Ensuring higher efficiency
Solar panels accumulate dust and impurities over time, reducing their efficiency by up to 40 percent. This directly impacts the ROI for the solar plant owner and leads to huge losses.
“The common solutions implemented to clean solar panels today are mostly water-based. These include wipers, mops, or pressure washers, which consume one to three litres of water per solar panel,” he explains.
Apart from the wastage of water, manual methods are very expensive and dangerous for the labourers since these solar plants are either installed in high and complex roofs or remote desert locations.
Solavio’s autonomous cleaning bots can be put to use anywhere, including on the rooftop, carport, or on a large ground mount.
At present, the startup offers three cleaning bots and one motorised handheld device.
“We have commercialised four of our patented products with accessories and value-added services (VAS) such as IoT dashboard, data analytics, and machine learning for predictive cleaning.

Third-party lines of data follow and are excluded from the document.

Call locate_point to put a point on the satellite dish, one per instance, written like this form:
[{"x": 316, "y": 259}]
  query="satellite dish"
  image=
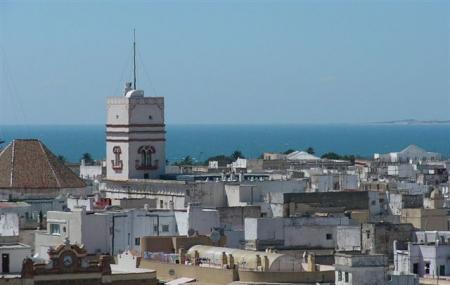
[{"x": 215, "y": 236}]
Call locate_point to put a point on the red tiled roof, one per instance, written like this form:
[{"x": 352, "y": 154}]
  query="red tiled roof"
[{"x": 30, "y": 164}]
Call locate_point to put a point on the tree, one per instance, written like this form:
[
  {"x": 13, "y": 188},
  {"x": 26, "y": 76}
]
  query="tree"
[
  {"x": 289, "y": 151},
  {"x": 335, "y": 156},
  {"x": 310, "y": 150},
  {"x": 237, "y": 154},
  {"x": 331, "y": 155},
  {"x": 87, "y": 157},
  {"x": 185, "y": 161},
  {"x": 61, "y": 158},
  {"x": 222, "y": 159}
]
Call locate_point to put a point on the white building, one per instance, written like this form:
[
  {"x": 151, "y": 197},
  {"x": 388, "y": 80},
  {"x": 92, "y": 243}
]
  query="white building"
[
  {"x": 429, "y": 257},
  {"x": 104, "y": 232},
  {"x": 348, "y": 238},
  {"x": 92, "y": 171},
  {"x": 411, "y": 154},
  {"x": 300, "y": 232},
  {"x": 11, "y": 251},
  {"x": 360, "y": 269},
  {"x": 113, "y": 231},
  {"x": 135, "y": 136}
]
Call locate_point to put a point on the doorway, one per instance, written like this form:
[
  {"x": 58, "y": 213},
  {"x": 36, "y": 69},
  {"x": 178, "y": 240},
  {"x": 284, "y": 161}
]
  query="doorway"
[{"x": 5, "y": 263}]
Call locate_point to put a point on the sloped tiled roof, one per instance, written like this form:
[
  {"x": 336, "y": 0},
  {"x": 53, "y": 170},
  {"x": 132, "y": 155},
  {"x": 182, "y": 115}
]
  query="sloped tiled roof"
[{"x": 30, "y": 164}]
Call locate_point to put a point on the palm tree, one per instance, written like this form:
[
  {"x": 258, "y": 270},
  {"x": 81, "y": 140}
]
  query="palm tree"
[
  {"x": 87, "y": 157},
  {"x": 61, "y": 158},
  {"x": 237, "y": 154}
]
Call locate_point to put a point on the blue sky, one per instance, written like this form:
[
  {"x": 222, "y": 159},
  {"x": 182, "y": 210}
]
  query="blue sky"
[{"x": 218, "y": 62}]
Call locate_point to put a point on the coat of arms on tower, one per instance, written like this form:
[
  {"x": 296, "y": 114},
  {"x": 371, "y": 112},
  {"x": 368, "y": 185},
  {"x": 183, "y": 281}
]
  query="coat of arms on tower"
[{"x": 146, "y": 162}]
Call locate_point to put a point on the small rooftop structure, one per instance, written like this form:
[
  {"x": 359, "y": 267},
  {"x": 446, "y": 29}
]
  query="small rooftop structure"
[
  {"x": 301, "y": 155},
  {"x": 246, "y": 259},
  {"x": 29, "y": 164}
]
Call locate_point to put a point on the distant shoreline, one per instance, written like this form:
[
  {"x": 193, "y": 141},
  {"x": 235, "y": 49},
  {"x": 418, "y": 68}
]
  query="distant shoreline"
[{"x": 413, "y": 122}]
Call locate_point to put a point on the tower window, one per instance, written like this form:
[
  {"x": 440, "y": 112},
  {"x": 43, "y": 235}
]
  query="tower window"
[{"x": 146, "y": 161}]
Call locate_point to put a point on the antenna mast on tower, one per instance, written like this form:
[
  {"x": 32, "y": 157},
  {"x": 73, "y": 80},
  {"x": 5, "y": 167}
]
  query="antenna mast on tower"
[{"x": 134, "y": 59}]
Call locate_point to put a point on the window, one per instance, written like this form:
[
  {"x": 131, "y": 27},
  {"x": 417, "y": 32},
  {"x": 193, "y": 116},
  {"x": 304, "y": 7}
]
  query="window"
[
  {"x": 55, "y": 229},
  {"x": 427, "y": 267}
]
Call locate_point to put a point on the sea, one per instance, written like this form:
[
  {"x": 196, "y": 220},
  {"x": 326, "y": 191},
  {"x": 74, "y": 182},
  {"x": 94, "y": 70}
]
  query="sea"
[{"x": 203, "y": 141}]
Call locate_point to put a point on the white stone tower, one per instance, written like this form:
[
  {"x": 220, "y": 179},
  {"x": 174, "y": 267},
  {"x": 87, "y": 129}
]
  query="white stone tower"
[{"x": 135, "y": 135}]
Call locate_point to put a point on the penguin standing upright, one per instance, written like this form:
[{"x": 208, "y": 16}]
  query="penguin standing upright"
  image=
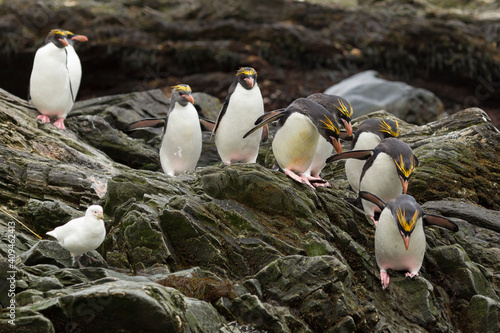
[
  {"x": 297, "y": 134},
  {"x": 341, "y": 109},
  {"x": 368, "y": 135},
  {"x": 182, "y": 141},
  {"x": 402, "y": 219},
  {"x": 51, "y": 81},
  {"x": 243, "y": 105},
  {"x": 386, "y": 172}
]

The bots are designed with an estimated lifespan of 10 years,” the co-founder adds.
He says the brushes on the bots for cleaning are designed with patented bristle technology that is non-abrasive and UV resistant.
The startup targets the solar power sector, including EPCs (engineering, procurement, and construction) and O&M (operation and maintenance) companies.

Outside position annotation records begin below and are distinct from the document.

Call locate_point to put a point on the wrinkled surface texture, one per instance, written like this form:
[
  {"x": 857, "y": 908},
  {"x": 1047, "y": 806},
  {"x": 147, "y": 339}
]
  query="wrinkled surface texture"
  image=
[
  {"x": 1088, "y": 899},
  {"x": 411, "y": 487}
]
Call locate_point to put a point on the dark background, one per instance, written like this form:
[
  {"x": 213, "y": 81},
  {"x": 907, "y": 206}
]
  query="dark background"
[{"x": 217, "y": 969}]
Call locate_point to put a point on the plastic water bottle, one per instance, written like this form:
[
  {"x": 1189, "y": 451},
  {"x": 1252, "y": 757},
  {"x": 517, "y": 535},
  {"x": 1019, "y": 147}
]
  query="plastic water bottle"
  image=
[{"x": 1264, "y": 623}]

Apart from India, it is also targeting MENA countries, East Africa, Australia, and the US for business expansion.
Business and more
Speaking about the business model, Suraj says that apart from sales of its bots, it also offers a SaaS subscription (for IoT and data analytics) and an operating lease model.

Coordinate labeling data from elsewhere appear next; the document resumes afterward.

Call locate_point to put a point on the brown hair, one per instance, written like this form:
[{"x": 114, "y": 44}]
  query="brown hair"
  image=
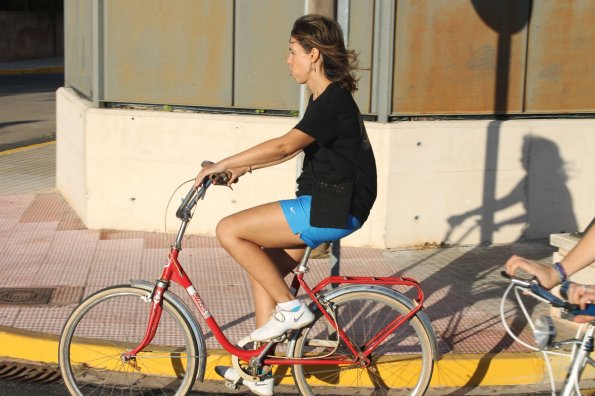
[{"x": 325, "y": 34}]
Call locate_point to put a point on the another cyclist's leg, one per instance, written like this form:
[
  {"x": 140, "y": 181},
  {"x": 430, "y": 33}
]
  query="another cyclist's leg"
[
  {"x": 404, "y": 360},
  {"x": 244, "y": 235},
  {"x": 113, "y": 321}
]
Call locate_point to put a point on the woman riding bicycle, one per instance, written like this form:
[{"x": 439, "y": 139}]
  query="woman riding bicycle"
[
  {"x": 582, "y": 255},
  {"x": 335, "y": 191}
]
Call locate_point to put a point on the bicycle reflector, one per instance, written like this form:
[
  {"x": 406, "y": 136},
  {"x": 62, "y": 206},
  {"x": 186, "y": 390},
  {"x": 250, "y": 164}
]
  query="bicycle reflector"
[{"x": 544, "y": 332}]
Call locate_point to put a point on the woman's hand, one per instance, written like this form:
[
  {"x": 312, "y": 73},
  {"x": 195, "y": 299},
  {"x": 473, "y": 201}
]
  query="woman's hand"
[
  {"x": 206, "y": 171},
  {"x": 581, "y": 295},
  {"x": 236, "y": 173},
  {"x": 546, "y": 274}
]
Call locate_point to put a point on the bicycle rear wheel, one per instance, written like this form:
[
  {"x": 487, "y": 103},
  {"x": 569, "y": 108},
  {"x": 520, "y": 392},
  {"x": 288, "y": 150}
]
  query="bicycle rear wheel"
[
  {"x": 403, "y": 361},
  {"x": 113, "y": 321}
]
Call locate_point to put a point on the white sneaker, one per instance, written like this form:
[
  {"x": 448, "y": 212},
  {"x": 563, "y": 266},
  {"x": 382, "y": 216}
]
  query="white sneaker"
[
  {"x": 281, "y": 322},
  {"x": 232, "y": 379}
]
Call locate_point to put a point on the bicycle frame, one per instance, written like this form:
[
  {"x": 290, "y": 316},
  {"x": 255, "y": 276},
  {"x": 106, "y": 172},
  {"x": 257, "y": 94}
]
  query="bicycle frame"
[
  {"x": 582, "y": 346},
  {"x": 173, "y": 271}
]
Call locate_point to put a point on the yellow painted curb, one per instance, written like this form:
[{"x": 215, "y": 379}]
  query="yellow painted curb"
[
  {"x": 452, "y": 371},
  {"x": 33, "y": 70},
  {"x": 31, "y": 146}
]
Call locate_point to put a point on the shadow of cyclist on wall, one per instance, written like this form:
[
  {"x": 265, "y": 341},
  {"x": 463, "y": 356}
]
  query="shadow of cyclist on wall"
[{"x": 470, "y": 282}]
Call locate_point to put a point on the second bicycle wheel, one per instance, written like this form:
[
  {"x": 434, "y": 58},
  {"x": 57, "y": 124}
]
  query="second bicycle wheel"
[
  {"x": 403, "y": 361},
  {"x": 113, "y": 321}
]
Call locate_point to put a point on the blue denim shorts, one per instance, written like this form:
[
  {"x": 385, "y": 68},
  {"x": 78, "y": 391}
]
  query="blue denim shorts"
[{"x": 297, "y": 213}]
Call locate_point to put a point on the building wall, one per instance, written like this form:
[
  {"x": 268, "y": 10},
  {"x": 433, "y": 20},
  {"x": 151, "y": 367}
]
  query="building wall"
[{"x": 459, "y": 182}]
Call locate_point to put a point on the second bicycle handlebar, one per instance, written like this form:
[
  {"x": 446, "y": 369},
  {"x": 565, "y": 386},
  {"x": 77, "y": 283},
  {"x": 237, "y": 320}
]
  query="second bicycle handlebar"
[{"x": 536, "y": 289}]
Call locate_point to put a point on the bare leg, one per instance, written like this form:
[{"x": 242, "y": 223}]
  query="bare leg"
[
  {"x": 264, "y": 304},
  {"x": 244, "y": 235}
]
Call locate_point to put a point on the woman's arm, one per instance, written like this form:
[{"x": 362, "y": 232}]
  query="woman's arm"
[
  {"x": 578, "y": 258},
  {"x": 268, "y": 153}
]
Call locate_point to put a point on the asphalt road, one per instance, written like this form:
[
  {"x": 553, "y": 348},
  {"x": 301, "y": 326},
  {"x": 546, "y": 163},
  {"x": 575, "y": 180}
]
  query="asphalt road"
[{"x": 28, "y": 109}]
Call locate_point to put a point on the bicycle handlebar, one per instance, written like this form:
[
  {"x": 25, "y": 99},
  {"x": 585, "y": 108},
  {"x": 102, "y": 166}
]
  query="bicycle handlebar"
[
  {"x": 536, "y": 289},
  {"x": 184, "y": 212}
]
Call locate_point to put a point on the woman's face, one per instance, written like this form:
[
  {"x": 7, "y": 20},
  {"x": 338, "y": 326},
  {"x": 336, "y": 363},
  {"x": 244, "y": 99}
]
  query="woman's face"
[{"x": 299, "y": 62}]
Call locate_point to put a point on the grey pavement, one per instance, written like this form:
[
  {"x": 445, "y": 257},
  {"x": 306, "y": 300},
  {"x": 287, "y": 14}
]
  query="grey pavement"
[
  {"x": 44, "y": 245},
  {"x": 27, "y": 101}
]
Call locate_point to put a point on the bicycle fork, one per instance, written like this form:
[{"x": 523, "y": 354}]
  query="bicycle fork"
[
  {"x": 156, "y": 299},
  {"x": 579, "y": 360}
]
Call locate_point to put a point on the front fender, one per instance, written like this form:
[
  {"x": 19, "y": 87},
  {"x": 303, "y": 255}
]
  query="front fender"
[{"x": 196, "y": 329}]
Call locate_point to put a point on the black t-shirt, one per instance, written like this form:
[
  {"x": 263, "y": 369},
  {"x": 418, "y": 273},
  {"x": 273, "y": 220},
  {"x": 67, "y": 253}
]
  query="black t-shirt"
[{"x": 333, "y": 119}]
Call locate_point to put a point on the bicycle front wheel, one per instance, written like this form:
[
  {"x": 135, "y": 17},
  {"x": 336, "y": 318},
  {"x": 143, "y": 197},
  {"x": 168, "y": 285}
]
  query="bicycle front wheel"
[
  {"x": 403, "y": 361},
  {"x": 113, "y": 321}
]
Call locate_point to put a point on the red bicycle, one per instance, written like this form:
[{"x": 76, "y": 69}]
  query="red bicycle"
[{"x": 140, "y": 338}]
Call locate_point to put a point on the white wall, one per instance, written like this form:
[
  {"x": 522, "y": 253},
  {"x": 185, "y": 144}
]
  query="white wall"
[{"x": 118, "y": 168}]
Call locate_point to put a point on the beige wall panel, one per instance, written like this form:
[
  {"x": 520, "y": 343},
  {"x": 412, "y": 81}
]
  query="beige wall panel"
[
  {"x": 261, "y": 75},
  {"x": 561, "y": 57},
  {"x": 78, "y": 45},
  {"x": 168, "y": 52},
  {"x": 448, "y": 52}
]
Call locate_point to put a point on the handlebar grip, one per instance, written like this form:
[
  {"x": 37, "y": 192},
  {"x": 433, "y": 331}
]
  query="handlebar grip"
[
  {"x": 180, "y": 213},
  {"x": 589, "y": 310}
]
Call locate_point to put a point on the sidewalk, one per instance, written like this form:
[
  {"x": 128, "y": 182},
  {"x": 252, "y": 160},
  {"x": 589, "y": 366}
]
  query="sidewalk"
[{"x": 48, "y": 251}]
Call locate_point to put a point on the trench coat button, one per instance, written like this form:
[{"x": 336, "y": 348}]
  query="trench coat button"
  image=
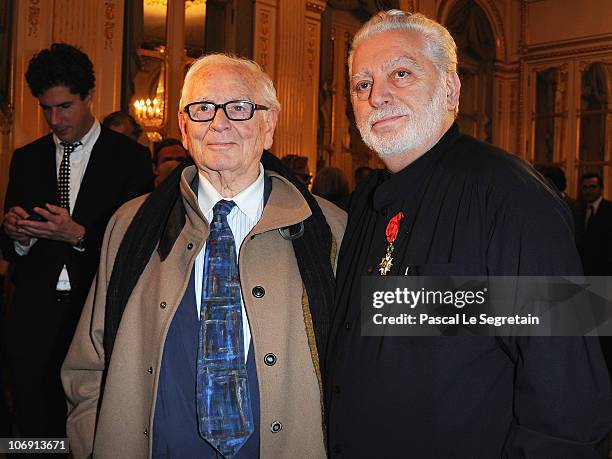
[
  {"x": 269, "y": 359},
  {"x": 276, "y": 427}
]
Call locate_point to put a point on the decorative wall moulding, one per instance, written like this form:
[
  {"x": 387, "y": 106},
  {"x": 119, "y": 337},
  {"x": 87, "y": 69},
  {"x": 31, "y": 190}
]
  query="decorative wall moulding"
[
  {"x": 316, "y": 6},
  {"x": 533, "y": 56}
]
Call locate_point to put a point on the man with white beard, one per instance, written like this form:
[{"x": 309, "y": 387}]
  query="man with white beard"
[{"x": 468, "y": 208}]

The startup claims to have sold 70 bots in the last year. “Based on our pilot orders and sales pipeline, we expect to sell at least 1,000 bots in the following fiscal year between domestic and export markets,” he says.
Solavio’s clientele includes organisations such as Tata Power Solar, Welspun Renewable Energy, Adani Solar, and Refex in India and Dewa, Siraj Power, and Cleanmax for MENA countries, among others.
The seed-stage startup has raised $450,000 from multiple HNIs, Canada’s New Brunswick Innovation Fund (NBIF), and AIC RAISE.
According to a report by Modor Intelligence, the Indian solar power market is expected to grow at over 40 percent CAGR between 2020 and 2025.
Solavia Labs competes with Noida-based Inoviea Consulting and Services, which is also involved in the solar panel cleaning segment. It provides a combination of slippery coating on the panels and compressed air to keep dust away from the solar panel, keeping them clean without manual intervention.
Speaking about future plans, the co-founder reveals that the startup is looking to raise more funds over multiple rounds to support its manufacturing, scaling, and research goals.
“We are looking to expand our customer base aggressively in India, MENA, East Africa, Australia, and the US over the next two years,” he adds.